Image Transfer Review: Criterion provides a new, director approved, anamorphic transfer at the film's original 1.66:1 apsect ratio. Colors are bright and well saturated, black levels solid, and detail respectable. The source is relatively clean. The image is sharp, but there is noticible edge enhancement throughout, and vertical and horizontal lines, such as shutters, gates, and pinstriping, tend to shimmer excessively.

Image Transfer Grade: B+

 

Audio Transfer

 LanguageRemote Access
MonoFrenchno


Audio Transfer Review: Audio is presented in original French mono. Location dialogue is fairly sibilant and thin sounding, and there is a moderate amount of background noise present in places. Most, if not all of these issues relate to the source.

Audio Transfer Grade: B

 

Disc Extras

Full Motion menu with music
Scene Access with 23 cues and remote access
Subtitles/Captions in English with remote access
Packaging: unmarked keepcase
Picture Disc
1 Disc
1-Sided disc(s)
Layers: RSDL

Extra Extras:
  1. Interview with Barbet Schroeder
  2. Essay
Extras Review: The lone on-disc extra is a recent interview with director Barbet Schroeder, who, among other things, explains the origins of his interest in the subject matter, and how a few of the more challenging scenes came together. It is always interesting to hear what a film's creator has to say about their work, and this installment is no exception. This feature runs 14m:33s.

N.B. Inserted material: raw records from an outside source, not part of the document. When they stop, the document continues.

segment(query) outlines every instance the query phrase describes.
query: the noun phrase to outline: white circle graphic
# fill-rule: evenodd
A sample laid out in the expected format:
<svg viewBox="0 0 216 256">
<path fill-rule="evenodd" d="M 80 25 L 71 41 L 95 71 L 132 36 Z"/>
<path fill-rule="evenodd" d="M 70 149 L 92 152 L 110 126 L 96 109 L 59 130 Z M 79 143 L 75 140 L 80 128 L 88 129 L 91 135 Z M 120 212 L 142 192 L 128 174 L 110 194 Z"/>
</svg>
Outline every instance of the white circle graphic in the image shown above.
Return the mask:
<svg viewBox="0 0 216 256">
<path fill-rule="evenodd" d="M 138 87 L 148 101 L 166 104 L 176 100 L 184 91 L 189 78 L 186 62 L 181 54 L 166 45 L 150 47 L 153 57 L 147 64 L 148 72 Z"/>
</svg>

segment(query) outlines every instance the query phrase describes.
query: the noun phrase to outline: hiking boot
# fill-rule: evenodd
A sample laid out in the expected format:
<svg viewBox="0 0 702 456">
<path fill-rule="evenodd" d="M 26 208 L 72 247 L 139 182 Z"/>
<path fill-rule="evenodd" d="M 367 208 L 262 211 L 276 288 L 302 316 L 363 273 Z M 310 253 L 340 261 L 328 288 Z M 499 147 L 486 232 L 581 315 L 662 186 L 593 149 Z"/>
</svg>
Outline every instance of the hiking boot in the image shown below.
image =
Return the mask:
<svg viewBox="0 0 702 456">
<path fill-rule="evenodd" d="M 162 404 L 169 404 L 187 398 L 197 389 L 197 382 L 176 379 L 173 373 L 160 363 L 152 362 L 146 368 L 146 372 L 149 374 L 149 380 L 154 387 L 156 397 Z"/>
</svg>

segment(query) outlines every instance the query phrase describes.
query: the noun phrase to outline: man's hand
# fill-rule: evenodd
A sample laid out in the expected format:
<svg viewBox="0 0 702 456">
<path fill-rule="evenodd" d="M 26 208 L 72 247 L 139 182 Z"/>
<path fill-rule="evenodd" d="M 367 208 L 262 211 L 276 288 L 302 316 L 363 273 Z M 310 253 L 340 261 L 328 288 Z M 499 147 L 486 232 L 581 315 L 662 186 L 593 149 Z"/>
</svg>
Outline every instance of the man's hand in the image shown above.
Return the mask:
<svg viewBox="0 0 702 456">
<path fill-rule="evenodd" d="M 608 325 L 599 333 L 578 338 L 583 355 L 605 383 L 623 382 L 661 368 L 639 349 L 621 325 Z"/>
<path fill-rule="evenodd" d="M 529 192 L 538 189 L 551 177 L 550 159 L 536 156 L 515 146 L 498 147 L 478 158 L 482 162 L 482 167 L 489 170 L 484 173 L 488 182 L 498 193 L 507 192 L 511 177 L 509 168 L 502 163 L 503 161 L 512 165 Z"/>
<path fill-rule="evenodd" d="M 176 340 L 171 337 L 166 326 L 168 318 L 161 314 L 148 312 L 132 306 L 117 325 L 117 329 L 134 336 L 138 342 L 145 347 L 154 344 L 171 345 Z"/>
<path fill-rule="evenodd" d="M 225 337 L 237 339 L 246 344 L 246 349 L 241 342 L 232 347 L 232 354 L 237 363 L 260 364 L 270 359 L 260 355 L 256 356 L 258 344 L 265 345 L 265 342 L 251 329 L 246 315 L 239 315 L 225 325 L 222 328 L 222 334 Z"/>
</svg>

An essay on the film by film critic Elliott Stein is included in the enclosed foldout booklet.

Extras Grade: C+

 

Final Comments

Barbet Schroeder's controversial third film finds a home in the Criterion Collection. Maîtresse will play well with select audiences, but the average viewer may not be all that keen on the subject matter or the graphic content. Worth a rental for the curious, but definitely not for everyone.